I'm 100% certain my abysmally low Quant GRE score became the Achilles' heel in my applications this first cycle for Clinical. I admit, I am not a great self-learner and therefore working with Magoosh, where the Quant questions are unstructured and not very helpful in terms of representative difficulty, threw me off. I applied to 6 schools, and one of the POIs e-mailed me to say he fought the department to keep me due to my high GPA, strong research track, and publication record, but the department wouldn't let it go. He encouraged me to re-take the GRE and apply under him next time. Initially rejection hurt a lot, but I talked to the graduate students in my research lab and they all mentioned that they didn't get in their first cycle and re-took the GRE, got clinical experience, or just worked. However, the only interview I got was for a school that did not require the GRE and I had a very strong feeling about this place initially.
I did apply to a Msc. in Public Health because I've noticed that this is a very common Masters among many individuals who took a gap year before applying again to Med. school and Clinical Psychology. My parents literally asked me, "why would you apply for the most worthless degree possible?" when I initially told them that I wanted to pursue Clinical psychology. They've been horrible towards me ever since in my 2nd year of undergrad I told them that I wasn't doing Med school. I feel lost and confused, and being a first generation college student has been part of the reason why. My entire life has revolved around following a schedule, and I graduate in May and I no longer will have that schedule. It's scaring me a lot. Being a student and researcher has always brought me joy because I can see my hard work paying off.

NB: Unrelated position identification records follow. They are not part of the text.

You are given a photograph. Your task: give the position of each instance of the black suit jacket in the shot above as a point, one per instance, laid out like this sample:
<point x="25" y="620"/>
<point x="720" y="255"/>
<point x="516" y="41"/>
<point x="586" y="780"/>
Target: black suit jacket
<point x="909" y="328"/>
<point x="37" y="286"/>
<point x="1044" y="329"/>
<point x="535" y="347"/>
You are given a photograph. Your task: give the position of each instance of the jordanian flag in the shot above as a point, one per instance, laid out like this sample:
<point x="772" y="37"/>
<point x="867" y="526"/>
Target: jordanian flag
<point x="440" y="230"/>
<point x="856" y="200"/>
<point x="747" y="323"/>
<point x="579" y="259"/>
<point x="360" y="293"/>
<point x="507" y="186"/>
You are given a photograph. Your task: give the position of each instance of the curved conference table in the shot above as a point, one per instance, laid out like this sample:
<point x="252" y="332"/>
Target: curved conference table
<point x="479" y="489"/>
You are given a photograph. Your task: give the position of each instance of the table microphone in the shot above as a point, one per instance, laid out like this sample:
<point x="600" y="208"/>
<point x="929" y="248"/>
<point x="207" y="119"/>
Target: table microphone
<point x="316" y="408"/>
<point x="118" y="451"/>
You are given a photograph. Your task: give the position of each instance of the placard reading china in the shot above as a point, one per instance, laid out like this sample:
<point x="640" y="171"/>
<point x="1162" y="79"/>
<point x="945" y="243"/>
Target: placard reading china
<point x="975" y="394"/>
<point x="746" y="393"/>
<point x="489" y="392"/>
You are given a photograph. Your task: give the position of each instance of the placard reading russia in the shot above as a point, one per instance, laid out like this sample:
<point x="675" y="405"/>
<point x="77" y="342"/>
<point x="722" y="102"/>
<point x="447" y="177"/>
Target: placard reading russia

If I don't get in, I plan on doing the following:
-Re-take the GRE, as I found a tutor specifically for the math. I plan on dedicating enough time this round.
-Working with a research lab at another University (I've been working with a Ph.D student for their dissertation there as I was recruited as a methodology consultant).
-Continue to work on research.
-Teach myself R.
Additionally, I was wondering if doing a post-bacc will be useful? I know they're usually made for individuals who have no psychology background, or a low GPA, but are there any complete research based ones? I think Berkley has one?
Also, I want to thank you all for being emotionally honest about your experiences during the application process. It makes me feel as if I'm not alone.